Polluted Ile-de-France eggs harmful to health? Distraught consumers

At the end of the garden, behind a beautiful house, Sousou, Blanchette and Chaussette frolic in their chicken coop. From 3 hens, Alexis went to 6 hens, barely two weeks ago… Bad timing! Since yesterday, Thursday April 20, the health authorities have temporarily recommended not to eat domestic eggs from the Ile-de-France, potentially contaminated with persistent pollutants.

Urban producers waiting for a solution

The father of the family fears the disappointment and frustration of his relatives: “I have not yet spoken to the children, nor to my wife. I am waiting for the beginning of a solution or the beginning of an answer, before putting the subject on the table”, he explains at the microphone of Europe 1. Thanks to its 3 hens, the family produces around 200 eggs per year for its personal consumption.

But, the time to clear things up, no more homemade eggs on the plates: “For the children, we don’t want to take this risk. We will try to see what the alternatives are, do we can have our hens tested, for example? To find out if we are really concerned by this problem”.
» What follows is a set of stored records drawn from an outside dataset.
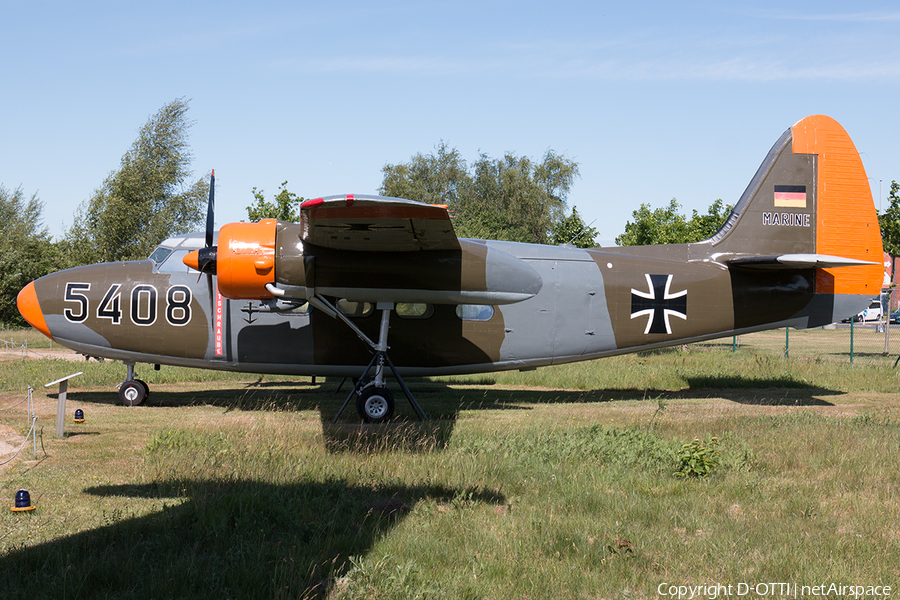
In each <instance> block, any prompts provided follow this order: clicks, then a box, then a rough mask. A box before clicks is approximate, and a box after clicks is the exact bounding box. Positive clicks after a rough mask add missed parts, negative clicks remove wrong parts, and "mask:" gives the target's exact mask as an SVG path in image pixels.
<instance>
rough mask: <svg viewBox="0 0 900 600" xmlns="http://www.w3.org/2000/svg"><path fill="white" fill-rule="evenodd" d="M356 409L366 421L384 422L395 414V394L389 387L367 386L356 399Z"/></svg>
mask: <svg viewBox="0 0 900 600" xmlns="http://www.w3.org/2000/svg"><path fill="white" fill-rule="evenodd" d="M356 410H357V412H358V413H359V416H360V417H362V420H363V421H365V422H366V423H384V422H385V421H387V420H389V419H390V418H391V417H392V416H393V415H394V395H393V394H392V393H391V391H390V390H389V389H387V388H379V387H375V386H371V387H367V388H366V389H364V390H363V391H362V392H361V393H360V395H359V398H357V400H356Z"/></svg>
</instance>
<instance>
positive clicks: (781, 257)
mask: <svg viewBox="0 0 900 600" xmlns="http://www.w3.org/2000/svg"><path fill="white" fill-rule="evenodd" d="M724 262H725V264H727V265H729V266H735V267H747V268H752V269H832V268H838V267H860V266H865V265H877V264H879V263H876V262H872V261H869V260H861V259H858V258H846V257H844V256H831V255H828V254H781V255H778V256H739V257H735V258H730V259H728V260H726V261H724Z"/></svg>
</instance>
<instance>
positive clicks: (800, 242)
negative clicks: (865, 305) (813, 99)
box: [701, 115, 884, 315]
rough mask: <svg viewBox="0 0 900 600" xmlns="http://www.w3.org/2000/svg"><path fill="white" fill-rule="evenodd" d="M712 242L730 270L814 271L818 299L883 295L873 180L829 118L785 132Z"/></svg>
mask: <svg viewBox="0 0 900 600" xmlns="http://www.w3.org/2000/svg"><path fill="white" fill-rule="evenodd" d="M706 244H709V245H710V246H711V247H709V248H708V250H709V252H710V255H711V256H712V257H714V258H715V260H717V261H720V262H724V263H726V264H728V265H729V267H744V268H754V269H755V268H763V269H798V268H815V269H816V278H815V293H816V294H833V295H836V296H844V297H846V299H847V300H850V297H855V298H857V299H860V301H862V300H868V299H871V298H872V297H873V296H876V295H878V294H879V293H880V291H881V286H882V282H883V270H882V266H881V265H882V261H883V256H884V255H883V250H882V245H881V231H880V229H879V227H878V216H877V214H876V212H875V206H874V203H873V201H872V194H871V191H870V189H869V182H868V178H867V177H866V172H865V169H864V168H863V165H862V161H861V160H860V158H859V153H858V152H857V150H856V147H855V146H854V145H853V142H852V141H851V140H850V136H848V135H847V132H846V131H844V129H843V127H841V126H840V125H839V124H838V123H837V121H835V120H834V119H831V118H830V117H826V116H823V115H814V116H811V117H807V118H805V119H803V120H802V121H800V122H799V123H797V124H796V125H794V126H793V127H791V128H790V129H788V130H787V131H785V132H784V134H783V135H782V136H781V138H780V139H779V140H778V141H777V142H776V143H775V145H774V146H773V147H772V149H771V150H770V151H769V154H768V156H767V157H766V160H765V161H764V162H763V164H762V165H761V166H760V168H759V170H758V171H757V172H756V175H755V176H754V177H753V179H752V180H751V182H750V185H749V186H748V187H747V190H746V191H745V192H744V194H743V195H742V196H741V199H740V200H739V201H738V203H737V204H736V205H735V209H734V211H733V212H732V214H731V215H730V217H729V218H728V220H727V222H726V223H725V225H724V226H723V227H722V229H720V230H719V232H718V233H716V234H715V235H714V236H713V237H712V238H710V239H709V240H707V242H706ZM701 245H705V244H701ZM857 303H858V302H856V301H853V302H851V304H853V306H855V305H856V304H857ZM839 304H844V303H842V302H837V301H836V303H835V308H837V306H838V305H839ZM846 310H850V307H849V304H848V305H847V308H846ZM837 312H838V311H835V314H836V315H837ZM841 312H843V311H841ZM854 314H855V313H854Z"/></svg>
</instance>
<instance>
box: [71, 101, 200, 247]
mask: <svg viewBox="0 0 900 600" xmlns="http://www.w3.org/2000/svg"><path fill="white" fill-rule="evenodd" d="M188 102H189V101H188V100H185V99H183V98H181V99H177V100H174V101H172V102H170V103H168V104H166V105H165V106H163V107H162V108H161V109H159V111H158V112H157V113H156V114H155V115H153V116H151V117H150V119H149V120H148V121H147V123H145V124H144V126H143V127H141V129H140V131H139V133H138V138H137V139H136V140H135V141H134V143H133V144H132V146H131V149H130V150H128V152H126V153H125V155H124V156H123V157H122V162H121V164H120V167H119V169H118V170H117V171H113V172H111V173H110V174H109V176H107V178H106V180H105V181H104V182H103V185H102V186H100V188H99V189H97V190H95V191H94V195H93V196H92V197H91V198H90V199H88V200H87V201H85V202H82V204H81V206H79V208H78V210H77V211H76V214H75V220H74V222H73V224H72V227H71V228H70V229H69V230H68V231H67V232H66V235H65V243H66V245H67V247H68V248H69V251H70V253H71V255H72V257H73V260H74V261H75V262H76V263H78V264H85V263H92V262H108V261H117V260H135V259H142V258H146V257H147V256H148V255H149V254H150V252H152V250H153V248H154V247H155V246H156V245H157V244H159V242H161V241H162V240H164V239H165V238H167V237H168V236H170V235H172V234H173V233H181V232H184V231H189V230H191V229H195V228H197V227H198V226H200V225H201V224H202V223H203V222H204V218H205V214H206V212H205V210H203V209H204V205H205V203H206V199H207V195H208V193H209V183H208V181H207V180H206V178H201V179H198V180H197V181H195V182H194V183H188V182H187V181H186V180H187V179H188V178H189V177H190V176H191V171H190V164H191V159H192V155H191V152H190V148H189V146H188V129H189V128H190V126H191V125H192V123H191V122H190V121H188V120H187V111H188Z"/></svg>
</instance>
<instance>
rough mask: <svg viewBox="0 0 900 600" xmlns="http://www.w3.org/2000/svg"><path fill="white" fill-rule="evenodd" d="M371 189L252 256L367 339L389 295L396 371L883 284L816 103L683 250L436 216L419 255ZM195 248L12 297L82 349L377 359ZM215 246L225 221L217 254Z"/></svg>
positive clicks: (766, 314) (836, 317)
mask: <svg viewBox="0 0 900 600" xmlns="http://www.w3.org/2000/svg"><path fill="white" fill-rule="evenodd" d="M331 202H332V205H333V204H335V202H336V201H331ZM367 202H368V205H367V208H366V207H363V208H359V206H360V205H361V204H362V202H360V201H359V199H358V198H357V203H356V206H354V205H353V197H350V196H348V197H346V202H345V199H344V197H342V198H340V203H339V204H340V206H339V209H340V211H338V212H333V213H332V214H333V215H338V214H339V213H340V214H341V215H347V214H349V215H358V214H375V213H374V212H373V211H375V210H376V209H377V210H378V211H381V212H380V213H379V214H378V215H376V216H375V217H372V223H363V221H364V220H365V219H356V220H355V221H352V220H351V219H345V221H346V223H345V224H346V236H345V238H344V239H345V240H347V241H346V242H340V243H338V242H335V244H334V245H330V244H331V243H332V242H331V241H330V240H331V239H336V238H337V235H331V234H332V232H333V231H337V230H338V229H339V227H334V226H331V225H329V227H331V228H330V229H328V230H327V231H328V235H325V234H324V233H322V232H320V231H318V230H316V229H315V226H314V225H315V223H316V218H317V217H316V213H315V211H316V210H322V211H325V210H334V209H329V208H327V207H328V206H330V205H329V203H328V202H325V203H323V204H324V205H325V206H326V208H325V209H322V208H317V207H311V208H309V209H308V211H307V212H306V213H305V214H306V218H307V221H304V222H303V223H301V224H290V223H281V222H279V223H277V224H276V223H275V222H272V227H274V228H275V229H274V231H276V233H275V234H274V239H275V244H274V247H273V248H274V249H273V250H272V251H271V255H270V256H269V255H267V256H268V259H267V260H268V262H265V261H262V262H260V263H259V265H260V266H259V267H258V268H259V272H260V273H263V275H262V277H264V278H265V277H269V278H270V279H271V283H270V284H267V285H269V287H268V288H266V289H268V290H273V291H275V292H277V293H279V294H287V296H286V297H287V298H288V299H289V300H292V301H293V303H294V304H293V305H294V306H297V307H299V306H300V300H302V299H303V298H307V297H313V294H319V295H321V296H322V297H325V298H328V299H329V300H330V301H331V302H332V303H337V304H338V306H340V303H338V300H340V299H342V298H343V299H349V300H350V301H353V302H356V303H357V304H356V305H355V308H356V309H357V311H356V312H351V314H350V316H349V318H350V320H351V321H352V322H353V323H354V324H356V325H357V326H358V327H359V329H361V330H362V332H364V333H365V334H366V335H368V336H369V337H370V338H372V339H375V338H377V337H378V332H379V324H380V322H381V314H380V312H379V311H377V310H374V308H375V306H374V305H375V303H376V302H391V303H396V304H395V306H394V305H392V306H394V312H393V313H392V314H391V316H390V337H389V345H390V349H389V353H390V356H391V359H392V360H393V362H394V364H396V365H397V367H398V369H399V371H400V372H401V373H402V374H410V375H426V374H452V373H467V372H483V371H494V370H504V369H522V368H532V367H538V366H543V365H550V364H557V363H565V362H572V361H578V360H585V359H590V358H596V357H602V356H609V355H614V354H622V353H627V352H631V351H635V350H640V349H647V348H654V347H661V346H666V345H672V344H680V343H685V342H691V341H697V340H703V339H710V338H716V337H723V336H730V335H734V334H740V333H747V332H752V331H758V330H762V329H768V328H774V327H783V326H793V327H798V328H804V327H815V326H821V325H825V324H828V323H832V322H834V321H837V320H840V319H842V318H845V317H848V316H851V315H853V314H856V313H857V312H858V311H859V310H861V309H862V308H865V306H867V305H868V303H869V301H870V299H871V298H872V297H873V296H875V295H877V294H878V293H879V291H880V288H881V267H880V265H879V263H880V262H881V256H882V250H881V241H880V235H879V231H878V226H877V218H876V215H875V212H874V206H873V203H872V199H871V194H870V193H869V192H868V184H867V179H866V177H865V171H864V170H863V169H862V164H861V162H860V161H859V156H858V154H857V153H856V150H855V148H853V145H852V142H850V140H849V137H847V136H846V133H844V132H843V129H840V126H839V125H837V124H836V123H834V122H833V121H831V120H830V119H827V118H825V117H810V118H808V119H805V120H803V121H801V122H800V123H798V124H797V125H795V126H794V127H793V128H791V129H789V130H788V131H786V132H785V134H784V135H783V136H782V137H781V139H779V141H778V142H777V143H776V144H775V146H773V148H772V150H771V151H770V153H769V155H768V156H767V158H766V160H765V161H764V162H763V164H762V166H761V167H760V168H759V170H758V171H757V173H756V175H755V176H754V178H753V180H752V181H751V182H750V185H749V186H748V188H747V191H745V193H744V194H743V196H742V197H741V199H740V200H739V201H738V202H737V204H736V206H735V209H734V212H733V213H732V215H731V216H730V218H729V220H728V222H727V223H726V224H725V226H724V227H723V228H722V229H721V230H720V231H719V232H718V233H717V234H716V235H715V236H713V237H712V238H711V239H709V240H705V241H703V242H698V243H695V244H680V245H670V246H647V247H630V248H605V249H604V248H597V249H591V250H582V249H577V248H572V247H565V246H559V247H557V246H541V245H534V244H520V243H512V242H496V241H481V240H458V242H457V241H456V240H455V237H454V236H453V234H452V227H450V225H449V223H450V222H449V218H446V219H445V221H446V225H445V226H444V225H441V223H443V221H440V222H438V223H437V225H431V227H432V230H425V229H423V230H419V229H416V227H417V226H415V225H414V226H413V229H414V230H415V231H414V233H416V235H417V236H418V238H417V240H419V238H421V239H424V240H425V241H424V242H421V244H422V245H421V247H420V248H419V249H415V248H411V249H402V250H398V251H385V250H384V249H383V248H378V249H375V250H369V249H367V247H366V244H367V243H368V241H367V240H368V239H369V238H368V237H360V236H363V235H365V236H368V235H370V233H371V232H376V230H377V229H378V227H377V225H376V224H375V223H381V222H382V221H376V220H375V219H376V218H381V215H382V213H384V214H387V215H388V216H390V217H392V218H393V219H394V220H402V219H399V217H398V215H399V214H400V213H398V212H397V211H405V213H403V214H404V215H407V214H408V215H413V213H415V212H416V211H419V210H420V209H419V208H417V206H413V204H414V203H408V202H405V201H397V202H394V201H392V200H391V199H379V198H369V199H367ZM400 203H402V204H400ZM419 206H421V207H422V208H421V210H422V211H425V210H426V208H425V206H424V205H419ZM372 207H375V208H372ZM382 207H383V208H382ZM398 207H399V208H398ZM432 208H433V207H432ZM357 210H358V211H360V212H357V213H354V212H352V211H357ZM365 210H368V211H369V212H368V213H366V212H364V211H365ZM428 210H429V211H430V210H431V209H428ZM341 211H342V212H341ZM391 211H393V212H391ZM422 214H426V213H424V212H423V213H422ZM428 214H430V213H428ZM444 214H445V213H444ZM319 215H320V217H319V222H320V223H325V222H326V221H328V217H325V216H323V215H326V213H325V212H320V213H319ZM340 218H341V219H343V218H344V217H340ZM411 218H412V217H411ZM428 218H431V217H423V219H422V221H423V222H425V221H426V220H427V219H428ZM403 219H406V216H404V217H403ZM332 220H338V217H334V218H333V219H332ZM351 221H352V222H351ZM391 222H393V221H391ZM441 227H443V229H442V228H441ZM448 228H449V229H448ZM320 229H321V230H322V231H325V229H324V227H323V226H320ZM223 231H224V228H223ZM448 231H449V233H448ZM360 232H363V233H360ZM373 235H377V232H376V233H375V234H373ZM391 235H393V234H391ZM432 235H433V236H434V237H433V238H429V237H428V236H432ZM448 235H449V236H450V239H449V243H448ZM354 236H356V237H354ZM426 238H427V239H426ZM429 240H430V241H429ZM419 241H421V240H419ZM341 243H343V244H344V246H341ZM399 243H400V242H398V244H399ZM417 243H418V242H417ZM202 244H203V240H202V234H193V235H186V236H178V237H175V238H172V239H170V240H167V241H166V242H165V243H164V244H163V246H162V247H161V249H160V250H158V252H157V253H154V258H155V260H146V261H138V262H129V263H110V264H101V265H92V266H86V267H80V268H76V269H70V270H67V271H62V272H59V273H54V274H52V275H48V276H46V277H43V278H41V279H39V280H37V281H35V282H34V283H33V284H32V286H30V287H29V288H26V290H23V293H22V295H20V299H19V304H20V310H22V312H23V314H25V315H26V317H27V318H29V320H30V321H32V323H34V322H35V321H34V320H33V319H36V318H37V317H42V318H43V319H44V321H45V326H46V333H48V334H49V335H51V336H52V337H53V338H54V339H55V340H56V341H58V342H59V343H61V344H63V345H65V346H68V347H71V348H74V349H75V350H77V351H79V352H82V353H84V354H87V355H90V356H98V357H106V358H112V359H119V360H123V361H125V362H131V363H134V362H145V363H151V364H167V365H185V366H192V367H202V368H211V369H224V370H236V371H247V372H258V373H284V374H298V375H349V376H356V375H359V374H360V372H361V370H362V369H363V368H364V367H365V365H366V364H367V363H368V362H369V360H370V357H371V353H370V351H369V348H368V347H367V346H366V345H365V344H363V343H362V342H361V341H360V340H359V339H358V336H357V334H356V333H355V332H354V331H353V330H352V329H350V328H349V327H348V326H347V325H346V324H345V323H343V322H341V321H340V320H338V319H335V318H332V317H331V316H329V315H328V314H326V313H325V312H322V311H320V310H316V309H310V308H309V305H308V304H307V305H305V306H303V307H299V308H295V309H293V310H287V308H289V307H287V306H285V305H282V306H281V307H280V308H281V309H284V310H281V311H280V312H279V311H278V310H273V307H272V304H271V302H267V301H266V300H265V298H266V296H264V295H260V296H254V297H236V298H234V299H228V298H224V297H222V295H221V294H220V293H219V292H218V286H217V282H216V278H215V277H213V276H209V275H202V274H198V273H197V272H196V271H193V270H191V269H189V268H188V267H186V266H185V265H184V264H183V263H182V258H183V257H184V255H185V254H186V253H187V251H188V250H191V249H196V248H198V247H200V246H202ZM428 244H432V245H433V246H434V249H429V246H428ZM222 247H223V246H222V235H221V234H220V253H221V248H222ZM220 262H221V259H220ZM263 263H265V264H263ZM222 268H223V266H222V264H220V266H219V269H220V276H221V273H222ZM268 269H272V272H271V274H270V271H269V270H268ZM29 290H30V291H29ZM267 293H268V292H264V294H267ZM292 294H293V295H292ZM306 295H308V296H306ZM269 298H271V296H269ZM261 299H262V301H261ZM366 303H371V305H367V304H366ZM23 306H24V308H23ZM351 306H352V305H351ZM29 307H30V308H29ZM29 314H30V315H31V316H29ZM35 315H37V317H36V316H35ZM354 315H355V316H354ZM36 326H38V325H37V324H36Z"/></svg>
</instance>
“I don’t find it very sensible”

Installers of urban poultry houses also wonder. Tanguy Lorphelin is director of the company To each his own hen. Since the provisional recommendation of the ARS, he has received several calls from customers worried about knowing the procedure to follow, by telephone or on the networks.

“We could be recommended not to eat products from Île-de-France in the end. I find that it is not very sensible. The air we breathe, we know, is polluted. ‘We’re going to be told not to breathe? No.’ he laments. “It’s a shame, because I think it’s a beautiful movement to reclaim your diet”.

The regional health agency must deliver its final analysis at the end of June. For all practical purposes, the Ministry of Health publishes a “Little guide to safe self-consumption”.